上記を合計すると、物件価格の5〜10%程度の現金が別途必要になるのが一般的です。

手付金について

特に重要なのが手付金です。土地の売買契約時に売主に支払うもので、物件価格の5〜10%が相場です。4,000万円の土地であれば200〜400万円です。
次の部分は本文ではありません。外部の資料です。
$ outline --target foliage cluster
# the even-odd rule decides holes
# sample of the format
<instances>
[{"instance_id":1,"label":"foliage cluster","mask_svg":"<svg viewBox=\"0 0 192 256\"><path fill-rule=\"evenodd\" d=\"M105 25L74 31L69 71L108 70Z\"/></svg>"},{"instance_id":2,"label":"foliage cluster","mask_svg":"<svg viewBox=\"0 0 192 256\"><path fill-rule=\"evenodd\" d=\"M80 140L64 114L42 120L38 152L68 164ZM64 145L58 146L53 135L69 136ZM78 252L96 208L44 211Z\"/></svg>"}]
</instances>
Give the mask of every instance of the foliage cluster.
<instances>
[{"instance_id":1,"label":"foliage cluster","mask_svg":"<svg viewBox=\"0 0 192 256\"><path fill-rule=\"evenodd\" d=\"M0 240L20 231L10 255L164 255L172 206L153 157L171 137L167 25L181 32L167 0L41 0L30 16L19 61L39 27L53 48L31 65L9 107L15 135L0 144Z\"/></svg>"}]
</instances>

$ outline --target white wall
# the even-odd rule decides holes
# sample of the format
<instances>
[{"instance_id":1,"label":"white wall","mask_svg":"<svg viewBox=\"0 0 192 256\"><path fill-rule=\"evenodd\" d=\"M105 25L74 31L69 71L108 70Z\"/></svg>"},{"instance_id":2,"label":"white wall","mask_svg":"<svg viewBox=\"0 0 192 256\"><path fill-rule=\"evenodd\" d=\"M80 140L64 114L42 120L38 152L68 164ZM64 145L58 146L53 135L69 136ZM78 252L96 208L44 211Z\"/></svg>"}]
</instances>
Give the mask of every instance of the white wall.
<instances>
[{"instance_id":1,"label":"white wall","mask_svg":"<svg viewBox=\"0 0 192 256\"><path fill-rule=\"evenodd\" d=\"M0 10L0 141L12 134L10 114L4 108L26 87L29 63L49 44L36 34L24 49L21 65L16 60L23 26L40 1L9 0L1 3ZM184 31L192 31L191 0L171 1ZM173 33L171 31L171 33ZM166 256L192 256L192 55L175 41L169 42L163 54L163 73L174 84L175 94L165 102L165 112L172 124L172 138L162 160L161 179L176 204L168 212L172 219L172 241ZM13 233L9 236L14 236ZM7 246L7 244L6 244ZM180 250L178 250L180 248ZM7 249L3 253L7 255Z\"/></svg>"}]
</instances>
手付金は最終的に売買代金に充当されますが、契約時点では現金で用意する必要があります。住宅ローンの実行は建物完成後のため、手付金を住宅ローンから直接支払うことはできません。 手付金を支払わない交渉も不可能ではありませんが、手付金がないと契約の拘束力が弱まり、より高い条件を提示する買主が現れた場合に売主が売り先を変更するリスクがあります。仲介業者としても取引の確実性が下がることから、協力を得にくくなる可能性があります。

自己資金はいくら用意すべきか

「いくらが正解」という一律の答えはありませんが、最低限以下の金額は手元に確保しておくべきです。

最低ライン

諸費用(物件価格の5〜10%程度)+ 生活予備費(生活費の6ヶ月分)
  • 諸費用: 上記の「現金で必要な費用」をカバーする金額
  • 生活予備費: 住宅購入後も手元に残すべき生活防衛資金。病気・失業・急な修繕に備える

よくある誤解

「頭金は2割が常識」

かつてはフラット35の融資率上限が物件価格の8割だったため、「2割の頭金が必要」という認識が広まりました。現在は融資率10割(フルローン)の商品も多く、2割が必須ではありません。ただし、頭金があるほうが有利な条件で借りられる傾向は変わりません。

「貯金を全額頭金に回す」

手元資金がゼロになると、入居後の不測の事態に対応できません。「頭金に回す額」と「手元に残す額」のバランスが重要です。

「諸費用もローンに組み込めるから現金は不要」

諸費用ローン(住宅ローンに諸費用を上乗せする商品)は存在しますが、金利が高めに設定されていたり、諸費用枠として借入可能額に上限があったりします。また、手付金のように契約時点で現金が必要な費用は、ローン実行前に支払うため組み込めません。 細かな条件は銀行ごとに異なるため、借入予定の銀行に事前に確認することをおすすめします。

参考書籍

  • 『住宅ローンのしあわせな借り方、返し方』(中嶋よしふみ 著、日経BP)— 家計の実態から借入額を考えるアプローチが参考になります。